Dan anda. Yang juga menjadi pecinta kopi. Saya memang tak mengenal anda sedetail saya mengenal diri saya sendiri. Tapi Tuhan saya yang baik sepertinya menghadirkan anda dalam hidup saya untuk suatu tujuan mulia. Untuk teman bagi saya menikmati cangkir – cangkir kopi tanpa batas dalam hidup saya dan anda. Untuk meresapi betapa hidup ini terlalu menyedihkan untuk dilewatkan tanpa berfikir, bertindak, lalu bersyukur. Anda adalah guru yang tak dikenal orang lain. Hanya saya yang mengenal anda sebagai guru. Anda seperti kopi. Begitu pekat dalam fikiran saya. Begitu harum dalam dunia kerinduan yang saya miliki. Tapi saya tidak pernah mengharapkan anda hadir seperti kopi yang lengkap dengan titik ekstrimnya.
Memang tak seluruh waktu saya habiskan bersama anda. Atau mungkin belum.

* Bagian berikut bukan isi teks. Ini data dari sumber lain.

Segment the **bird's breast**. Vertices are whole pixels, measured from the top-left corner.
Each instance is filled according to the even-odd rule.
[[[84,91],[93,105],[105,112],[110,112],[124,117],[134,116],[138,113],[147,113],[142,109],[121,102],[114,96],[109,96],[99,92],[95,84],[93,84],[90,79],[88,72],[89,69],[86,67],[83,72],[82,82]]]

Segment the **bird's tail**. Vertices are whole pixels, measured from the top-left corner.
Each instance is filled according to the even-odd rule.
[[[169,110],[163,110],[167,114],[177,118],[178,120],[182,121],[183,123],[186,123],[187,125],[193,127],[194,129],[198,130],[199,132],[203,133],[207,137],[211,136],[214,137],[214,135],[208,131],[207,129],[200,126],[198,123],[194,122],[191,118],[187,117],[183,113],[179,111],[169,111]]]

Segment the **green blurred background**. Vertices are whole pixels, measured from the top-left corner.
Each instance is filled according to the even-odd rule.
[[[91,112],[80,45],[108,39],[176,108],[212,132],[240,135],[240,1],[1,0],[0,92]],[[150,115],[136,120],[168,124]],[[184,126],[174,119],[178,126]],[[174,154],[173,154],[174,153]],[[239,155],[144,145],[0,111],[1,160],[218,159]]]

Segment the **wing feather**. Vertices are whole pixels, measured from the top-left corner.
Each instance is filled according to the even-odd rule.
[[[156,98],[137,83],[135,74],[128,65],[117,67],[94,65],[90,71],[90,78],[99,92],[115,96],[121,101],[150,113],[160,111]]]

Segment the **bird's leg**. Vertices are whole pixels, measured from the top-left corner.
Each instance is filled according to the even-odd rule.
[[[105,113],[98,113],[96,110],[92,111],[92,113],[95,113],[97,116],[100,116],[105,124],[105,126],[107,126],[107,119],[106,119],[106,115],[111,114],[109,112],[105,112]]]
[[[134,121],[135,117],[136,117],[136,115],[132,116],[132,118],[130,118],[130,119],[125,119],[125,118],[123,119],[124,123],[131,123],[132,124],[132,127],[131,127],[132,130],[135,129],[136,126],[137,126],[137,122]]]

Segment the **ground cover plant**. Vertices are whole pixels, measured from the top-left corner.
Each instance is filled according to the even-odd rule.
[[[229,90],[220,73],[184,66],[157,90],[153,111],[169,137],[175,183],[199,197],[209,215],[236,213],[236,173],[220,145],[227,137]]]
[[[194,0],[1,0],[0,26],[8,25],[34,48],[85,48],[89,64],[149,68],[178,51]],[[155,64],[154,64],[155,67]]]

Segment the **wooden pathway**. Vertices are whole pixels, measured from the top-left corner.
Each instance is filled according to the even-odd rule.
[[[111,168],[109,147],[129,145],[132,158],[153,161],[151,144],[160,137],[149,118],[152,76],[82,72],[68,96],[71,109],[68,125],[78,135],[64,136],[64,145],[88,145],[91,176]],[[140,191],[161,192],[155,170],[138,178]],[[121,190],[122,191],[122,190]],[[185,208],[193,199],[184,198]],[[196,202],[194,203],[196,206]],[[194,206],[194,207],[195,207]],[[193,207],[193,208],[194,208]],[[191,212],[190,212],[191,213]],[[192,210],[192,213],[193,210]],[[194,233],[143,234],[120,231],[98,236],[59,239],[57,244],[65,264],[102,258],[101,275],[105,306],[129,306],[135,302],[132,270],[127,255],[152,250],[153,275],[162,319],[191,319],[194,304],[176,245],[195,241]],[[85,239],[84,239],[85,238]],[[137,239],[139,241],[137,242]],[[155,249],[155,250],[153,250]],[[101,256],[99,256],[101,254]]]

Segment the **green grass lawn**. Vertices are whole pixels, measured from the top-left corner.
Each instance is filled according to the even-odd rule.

Saya belum tahu. Tapi sekelumit waktu yang Tuhan ijinkan agar saya bersama anda telah menumbuhkan rasa syukur. Mengingatkan bahwa, saya bukan lah sesuatu dibanding banyak hal di dunia ini.
Anda telah jauh membuka fikiran saya. Kopi tak hanya hitam. Tak hanya espresso. Ada cremer yang mengencerkan kepekatan cita rasanya. Ada hazelnut yang membumbui keangkuhan aromanya. Ada vanilla yang memaniskan ketegasannya. Ada sebongkah es krim yang mendinginkan tampilannya. Anda lah pelengkap dari kopi dalam hidup saya.
Saya, espresso, dan anda. Adalah secangkir kopi kehidupan. Yang diolah seorang barista terhebat di dunia, yaitu Tuhan, dengan segala kesempurnaan-Nya. Tanpa ada yang dapat menandingi.